Performance difference between atomicAdd() on 32 bit words(float, int, unsigned int).

Been running some tests where I have a discrete set of values which can be mapped/converted to either the float, int or unsigned int type. Regardless of the cast the values will be integers(0:65535).

I was trying to see if there are performance differences using the three casting options for global atomicAdd() on the values in my limited application.

Overall it seems that atomicAdd() on the float type may be slightly faster than atomicAdd() on signed int.

Should there be any performance difference based in the type of 32 bit word updated during an atomicAdd() ?

Maybe txbob can provide an authoritative answer. My knowledge is limited, but my understanding of atomicAdd() on global memory is that these operations are executed by dedicated shared float/int ALUs, meaning the throughput should be identical for either type. But I am not at all sure about this, and the details may differ by architecture. What architecture are you observing this on?
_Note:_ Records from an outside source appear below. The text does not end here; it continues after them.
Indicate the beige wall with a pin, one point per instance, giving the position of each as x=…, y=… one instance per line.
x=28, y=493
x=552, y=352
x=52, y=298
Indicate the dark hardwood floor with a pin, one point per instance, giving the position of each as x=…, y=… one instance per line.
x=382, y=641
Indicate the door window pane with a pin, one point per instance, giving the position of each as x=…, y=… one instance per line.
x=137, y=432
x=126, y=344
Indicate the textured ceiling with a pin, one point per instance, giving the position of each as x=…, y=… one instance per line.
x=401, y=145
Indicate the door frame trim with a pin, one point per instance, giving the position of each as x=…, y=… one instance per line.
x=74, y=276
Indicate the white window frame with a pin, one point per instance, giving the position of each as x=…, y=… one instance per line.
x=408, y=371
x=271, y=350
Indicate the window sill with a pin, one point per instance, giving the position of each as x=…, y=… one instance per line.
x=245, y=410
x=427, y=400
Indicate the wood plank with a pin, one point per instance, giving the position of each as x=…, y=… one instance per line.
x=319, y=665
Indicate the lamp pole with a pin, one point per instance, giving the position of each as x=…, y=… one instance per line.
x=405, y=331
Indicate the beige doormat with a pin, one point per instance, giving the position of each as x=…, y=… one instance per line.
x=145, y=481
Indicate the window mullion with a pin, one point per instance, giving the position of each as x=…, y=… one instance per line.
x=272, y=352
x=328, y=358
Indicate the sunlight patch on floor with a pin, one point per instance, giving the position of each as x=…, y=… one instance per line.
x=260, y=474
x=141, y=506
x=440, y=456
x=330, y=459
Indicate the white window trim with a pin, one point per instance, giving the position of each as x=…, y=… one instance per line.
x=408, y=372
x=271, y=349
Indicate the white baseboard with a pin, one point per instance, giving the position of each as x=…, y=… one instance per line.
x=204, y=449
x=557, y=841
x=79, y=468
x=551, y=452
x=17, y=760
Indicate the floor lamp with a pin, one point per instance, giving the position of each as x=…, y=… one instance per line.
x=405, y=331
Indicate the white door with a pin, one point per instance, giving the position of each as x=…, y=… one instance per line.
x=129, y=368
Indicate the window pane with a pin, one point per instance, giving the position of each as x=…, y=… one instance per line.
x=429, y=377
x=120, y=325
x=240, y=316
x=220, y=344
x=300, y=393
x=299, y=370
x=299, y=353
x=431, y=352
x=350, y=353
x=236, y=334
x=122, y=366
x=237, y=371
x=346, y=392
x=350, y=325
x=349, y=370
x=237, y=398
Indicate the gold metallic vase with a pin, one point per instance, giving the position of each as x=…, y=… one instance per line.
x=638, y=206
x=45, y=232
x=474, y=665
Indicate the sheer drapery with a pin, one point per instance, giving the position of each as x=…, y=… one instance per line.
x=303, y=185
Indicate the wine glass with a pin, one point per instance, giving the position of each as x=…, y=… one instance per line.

How much of a performance difference are you seeing? Is it possible that performance differences are due to secondary effects, e.g. additional instructions needed depending on whether the data feeding into the atomicAdd() is float or int? Even if the instruction counts outside the atomicAdd() is identical with either variant, the instruction mix and thus throughput may be slightly more favorable for the float version.

This was tested on a reference Maxwell Titan X.

I believe you are correct in that any observed difference may be related to the additional instructions.

Ultimately very little difference was noticed, so I am going to keep it simple and stick with float.